Il y a des cas où le chien sent le besoin de suivre son maître, d’autres où il sent le besoin de le précéder. Alors la bête prend la direction de l’esprit. Le flair imperturbable voit clair confusément dans notre crépuscule. Se faire guide apparaît vaguement à la bête comme une nécessité. Sait-elle qu’il y a un mauvais pas, et qu’il faut aider l’homme à le passer ? non, probablement. Oui, peut-être. Dans tous les cas, quelqu’un le sait pour elle ; nous l’avons dit déjà, bien souvent dans la vie d’augustes secours qu’on croit venir d’en bas viennent d’en haut. On ne sait pas toutes les figures que peut prendre Dieu. Quelle est cette bête ? la providence.

Parvenu sur la berge, le loup s’avança en aval sur l’étroite langue de terre qui longeait la Tamise.

Il ne poussait aucun cri, il n’aboyait pas, il cheminait muet. Homo, en toute occasion, suivait son instinct et faisait son devoir, mais avait la réserve pensive du proscrit.
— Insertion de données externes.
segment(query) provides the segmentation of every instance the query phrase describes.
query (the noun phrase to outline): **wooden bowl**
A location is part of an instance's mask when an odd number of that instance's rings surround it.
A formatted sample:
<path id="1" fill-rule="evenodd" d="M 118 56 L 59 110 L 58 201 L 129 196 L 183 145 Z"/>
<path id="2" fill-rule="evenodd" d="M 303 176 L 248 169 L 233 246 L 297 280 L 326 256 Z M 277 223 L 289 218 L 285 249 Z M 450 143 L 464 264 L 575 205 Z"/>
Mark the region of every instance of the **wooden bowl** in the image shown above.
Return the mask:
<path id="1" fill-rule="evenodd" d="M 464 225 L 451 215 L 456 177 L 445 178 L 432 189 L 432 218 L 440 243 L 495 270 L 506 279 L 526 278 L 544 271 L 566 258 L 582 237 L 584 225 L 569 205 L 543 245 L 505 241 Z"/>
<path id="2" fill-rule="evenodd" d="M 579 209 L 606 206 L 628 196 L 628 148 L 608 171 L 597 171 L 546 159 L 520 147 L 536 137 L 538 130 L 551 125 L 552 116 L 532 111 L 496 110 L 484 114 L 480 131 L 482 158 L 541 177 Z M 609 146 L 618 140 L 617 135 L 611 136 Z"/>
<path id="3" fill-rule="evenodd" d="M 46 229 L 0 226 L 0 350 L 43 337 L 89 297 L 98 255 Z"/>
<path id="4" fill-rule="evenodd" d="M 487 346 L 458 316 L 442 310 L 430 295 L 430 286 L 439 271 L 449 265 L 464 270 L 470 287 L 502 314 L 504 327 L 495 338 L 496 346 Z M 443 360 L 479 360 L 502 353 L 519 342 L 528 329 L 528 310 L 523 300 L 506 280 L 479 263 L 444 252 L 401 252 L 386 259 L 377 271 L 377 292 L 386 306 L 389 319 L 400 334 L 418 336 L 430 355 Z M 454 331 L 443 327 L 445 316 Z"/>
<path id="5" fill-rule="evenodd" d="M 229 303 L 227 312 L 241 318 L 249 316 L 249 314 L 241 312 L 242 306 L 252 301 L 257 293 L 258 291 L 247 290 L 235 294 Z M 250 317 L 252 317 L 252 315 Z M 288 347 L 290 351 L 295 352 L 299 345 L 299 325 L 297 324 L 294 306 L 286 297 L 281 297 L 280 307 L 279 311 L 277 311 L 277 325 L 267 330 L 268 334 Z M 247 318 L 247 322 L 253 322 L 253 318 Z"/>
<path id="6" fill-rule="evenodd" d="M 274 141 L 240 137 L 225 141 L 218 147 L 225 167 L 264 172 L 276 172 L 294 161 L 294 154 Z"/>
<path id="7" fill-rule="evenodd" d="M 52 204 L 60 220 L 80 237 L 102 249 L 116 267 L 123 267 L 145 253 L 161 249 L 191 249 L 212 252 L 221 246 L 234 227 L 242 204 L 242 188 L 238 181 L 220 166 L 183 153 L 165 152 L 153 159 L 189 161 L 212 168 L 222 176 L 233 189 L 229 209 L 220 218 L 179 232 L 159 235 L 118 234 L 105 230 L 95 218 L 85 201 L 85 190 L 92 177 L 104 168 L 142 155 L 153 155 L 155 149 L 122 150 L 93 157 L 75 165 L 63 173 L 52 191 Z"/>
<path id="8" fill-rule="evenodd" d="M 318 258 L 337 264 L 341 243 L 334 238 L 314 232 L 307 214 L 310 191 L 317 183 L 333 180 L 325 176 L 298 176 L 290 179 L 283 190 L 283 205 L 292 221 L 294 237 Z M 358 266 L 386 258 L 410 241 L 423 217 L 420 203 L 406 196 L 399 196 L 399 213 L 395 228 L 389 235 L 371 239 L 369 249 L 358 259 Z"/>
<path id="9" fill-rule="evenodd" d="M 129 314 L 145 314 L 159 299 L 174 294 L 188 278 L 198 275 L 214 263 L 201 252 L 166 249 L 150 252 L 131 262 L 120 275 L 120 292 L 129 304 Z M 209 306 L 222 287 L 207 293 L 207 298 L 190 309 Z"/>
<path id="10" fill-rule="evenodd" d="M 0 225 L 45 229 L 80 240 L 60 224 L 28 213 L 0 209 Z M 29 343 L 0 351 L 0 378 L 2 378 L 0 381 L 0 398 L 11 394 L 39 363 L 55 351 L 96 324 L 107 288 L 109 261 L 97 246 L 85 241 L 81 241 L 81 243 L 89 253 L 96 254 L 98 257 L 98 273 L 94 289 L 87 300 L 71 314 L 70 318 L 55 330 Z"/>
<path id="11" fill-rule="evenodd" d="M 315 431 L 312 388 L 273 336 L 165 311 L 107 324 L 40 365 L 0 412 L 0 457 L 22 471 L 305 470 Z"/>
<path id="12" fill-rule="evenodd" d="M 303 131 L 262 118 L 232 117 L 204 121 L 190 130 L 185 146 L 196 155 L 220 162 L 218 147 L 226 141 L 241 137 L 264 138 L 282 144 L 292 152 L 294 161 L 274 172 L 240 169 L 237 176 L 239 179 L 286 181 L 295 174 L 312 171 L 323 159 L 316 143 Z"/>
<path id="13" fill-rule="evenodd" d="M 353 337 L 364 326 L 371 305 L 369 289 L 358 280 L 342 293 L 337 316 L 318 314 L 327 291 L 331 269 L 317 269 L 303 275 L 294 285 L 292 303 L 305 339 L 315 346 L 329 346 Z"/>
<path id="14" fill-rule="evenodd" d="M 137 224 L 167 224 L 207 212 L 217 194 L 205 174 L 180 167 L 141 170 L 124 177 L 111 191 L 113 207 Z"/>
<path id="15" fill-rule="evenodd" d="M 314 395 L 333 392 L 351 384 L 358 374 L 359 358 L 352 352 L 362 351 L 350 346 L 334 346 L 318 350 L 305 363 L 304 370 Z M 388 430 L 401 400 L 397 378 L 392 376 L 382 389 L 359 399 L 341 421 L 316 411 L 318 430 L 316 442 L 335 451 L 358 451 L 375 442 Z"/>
Après une cinquantaine de pas, il s’arrêta. Une estacade s’offrait à droite. À l’extrémité de cette estacade, espèce d’embarcadère sur pilotis, on entrevoyait une masse obscure qui était un assez gros navire. Sur le pont de ce navire, vers la proue, il y avait une clarté presque indistincte, qui ressemblait à une veilleuse prête à s’éteindre.

Le loup s’assura une dernière fois que Gwynplaine était là, puis bondit sur l’estacade, long corridor planchéié et goudronné, porté par une clairevoie de madriers, et sous lequel coulait l’eau du fleuve. En quelques instants, Homo et Gwynplaine arrivèrent à la pointe.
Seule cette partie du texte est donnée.